Scholars have argued that the two subjects of Chettle’s apology must be Marlowe and Shakespeare because neither George Peele nor Thomas Nashe would have reason to take offence at Groatsworth. Erne demonstrates this is not so: George Peele was a director of courtly pageants and an established poet with a reputation to defend, and it is unlikely he would have appreciated being called upon to ‘despise drunkenness’, ‘fly lust’, and ‘abhor those Epicures, whose loose life hath made religion loathsome to your ears’.
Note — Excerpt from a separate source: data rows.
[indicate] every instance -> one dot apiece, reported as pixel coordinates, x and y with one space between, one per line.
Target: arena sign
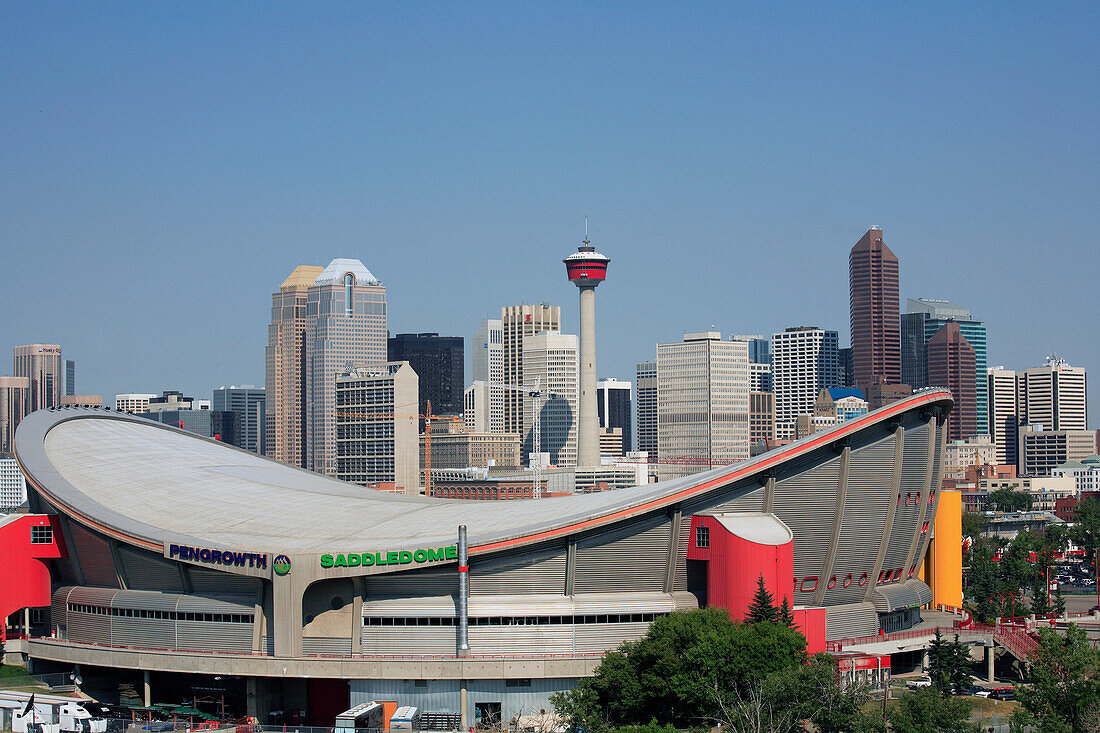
218 557
389 557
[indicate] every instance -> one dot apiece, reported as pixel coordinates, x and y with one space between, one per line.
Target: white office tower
702 403
551 358
1003 411
477 408
376 428
133 403
12 485
487 367
1053 395
646 401
804 360
517 324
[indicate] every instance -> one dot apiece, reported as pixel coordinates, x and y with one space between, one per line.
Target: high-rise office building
1003 413
517 323
646 401
14 396
922 319
439 363
950 363
42 364
613 406
702 403
876 327
345 323
12 484
804 360
69 378
285 368
487 367
135 403
552 358
1053 395
373 448
250 404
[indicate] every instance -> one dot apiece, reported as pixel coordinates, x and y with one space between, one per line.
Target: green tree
762 605
926 711
1007 500
1064 695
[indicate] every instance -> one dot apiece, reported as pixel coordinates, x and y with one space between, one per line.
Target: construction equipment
427 417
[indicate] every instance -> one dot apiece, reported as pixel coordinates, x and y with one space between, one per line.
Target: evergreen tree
762 606
787 617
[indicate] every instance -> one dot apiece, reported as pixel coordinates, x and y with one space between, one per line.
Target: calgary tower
586 269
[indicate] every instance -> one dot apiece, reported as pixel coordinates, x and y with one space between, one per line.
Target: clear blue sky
163 166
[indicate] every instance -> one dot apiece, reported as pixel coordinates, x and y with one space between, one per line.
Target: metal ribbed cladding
321 645
865 511
633 558
58 606
531 572
145 571
806 503
850 620
95 556
913 481
680 576
429 581
215 581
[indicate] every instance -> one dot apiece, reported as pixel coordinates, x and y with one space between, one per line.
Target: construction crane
427 417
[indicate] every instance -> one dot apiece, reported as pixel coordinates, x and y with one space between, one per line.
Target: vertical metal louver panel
538 572
914 482
806 503
866 504
326 645
519 639
415 582
146 571
213 581
680 572
593 638
147 633
850 621
630 558
206 636
408 639
58 606
94 555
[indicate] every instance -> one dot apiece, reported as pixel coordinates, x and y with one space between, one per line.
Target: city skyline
119 187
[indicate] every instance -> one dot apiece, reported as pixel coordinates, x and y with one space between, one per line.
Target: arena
186 557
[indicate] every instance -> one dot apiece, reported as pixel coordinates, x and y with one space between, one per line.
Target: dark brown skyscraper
876 319
952 365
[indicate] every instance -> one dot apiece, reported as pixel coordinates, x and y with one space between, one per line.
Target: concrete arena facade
189 556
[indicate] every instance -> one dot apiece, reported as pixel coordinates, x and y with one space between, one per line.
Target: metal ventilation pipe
462 604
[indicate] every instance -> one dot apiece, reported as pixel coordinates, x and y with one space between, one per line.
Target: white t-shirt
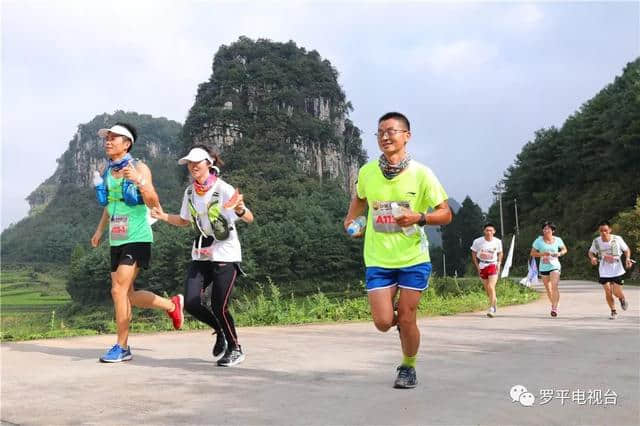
609 254
486 251
220 251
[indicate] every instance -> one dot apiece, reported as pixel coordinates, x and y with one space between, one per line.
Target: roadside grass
26 313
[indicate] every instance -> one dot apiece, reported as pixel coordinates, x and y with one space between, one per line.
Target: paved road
341 374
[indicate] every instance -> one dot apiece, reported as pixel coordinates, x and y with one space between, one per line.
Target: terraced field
28 303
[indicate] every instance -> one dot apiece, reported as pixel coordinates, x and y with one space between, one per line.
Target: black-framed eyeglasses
111 136
389 132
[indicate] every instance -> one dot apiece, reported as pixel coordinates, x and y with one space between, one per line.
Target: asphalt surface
579 368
The second defence of Kind Heart’s Dream as an apology to Shakespeare relies upon the false premise that the word ‘quality’ in the phrase ‘the quality he professes’ refers specifically to acting. Of the four instances the OED cites in the period 1590-1630 for ‘quality’ meaning ‘profession, occupation or business’, only one of them refers to acting, and when Shakespeare uses ‘quality’ to refer to a profession in The Two Gentlemen of Verona, the ‘profession’ in question is outlawry.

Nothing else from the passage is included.